Source: Public Sector Executive Nov/Dec 2012

Amy Hirst talks to Vicki Purewal, head of challenge prize design at innovation charity Nesta, which has worked with the Government on ‘The Waste Reduction Challenge’ providing a £50,000 prize fund for the organisation with the best ideas for cutting waste and engaging communities.

Reducing waste is a priority for many of the public sector’s largest bodies and every local authority: but it is also something that communities can get involved in on a smaller scale, while still making a big difference.

Nesta, the UK’s independent innovation charity, is working with the Cabinet Office to identify the best ideas out there to reduce waste through its Waste Reduction Challenge, which has a £50,000 prize attached.

83 initial entrants have already been whittled down to 25, of whom around five will get up to £10,000 to develop their ideas further over six months from January 2013, with the final winner then getting the £50,000.

Vicki Purewal, head of challenge prize design at Nesta, told us: “The 25 we’ve picked have all got really high potential and at this stage it’s difficult to pick out which will be the best. We will select five who will be our finalists, who will then need to recruit people, to baseline their data and look at their focus.

“We’re building on the lessons that we learnt from a previous prize called ‘The Big Green Challenge’. That challenge was interesting because the innovations were being developed and won by people who were within the community that they were working in. The entrants developed a trusted relationship with their communities. People pay attention to those who are trusted and are recognised locally. From the point of view of raising awareness locally around a particular issue, the types of ideas that are in The Waste Reduction Challenge can also be quite effective.”

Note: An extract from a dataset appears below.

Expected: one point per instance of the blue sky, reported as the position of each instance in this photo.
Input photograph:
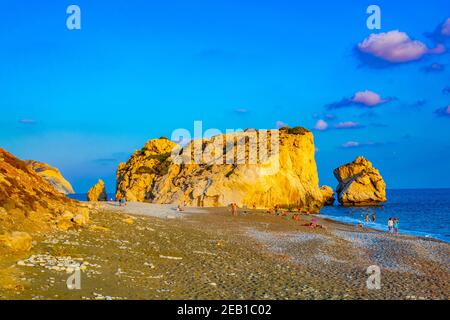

The shortlist contains a huge range of ideas, from a scheme making it easier to recycling household cooking oils, to an initiative making use of food from farms that can go to waste if it doesn’t quite make the supermarket’s grade (see box).

Nesta’s award criteria is that the winner will have the capacity to develop its idea and a willingness to share experiences, and that it will have an identifiable public benefit.

Defra estimates that around 600m tonnes of products and materials enter the UK economy each year and only 115m tonnes get recycled. Significant changes need to occur within businesses and households to reduce waste, Nesta says.

Purewal explained: “Our main aim is to reduce the levels of waste, but this is not about doing what you can in six months and then finishing the prize. We’ve got a criteria centred on sustainability.

“We collaborated with the Cabinet Office, who were interested in exploring the use of challenge prizes, which are good at getting people thinking in new ways about particular issues and trying to find new solutions.”

Minister for Civil Society Nick Hurd MP said: “We’re backing the Waste Reduction Challenge Prize because everyone has a part to play in cutting down waste and rubbish.

“We want to find novel ideaswhich tackle this issue in a way that also brings communities closer together, and the ingenuity of the shortlisted projects is very promising.”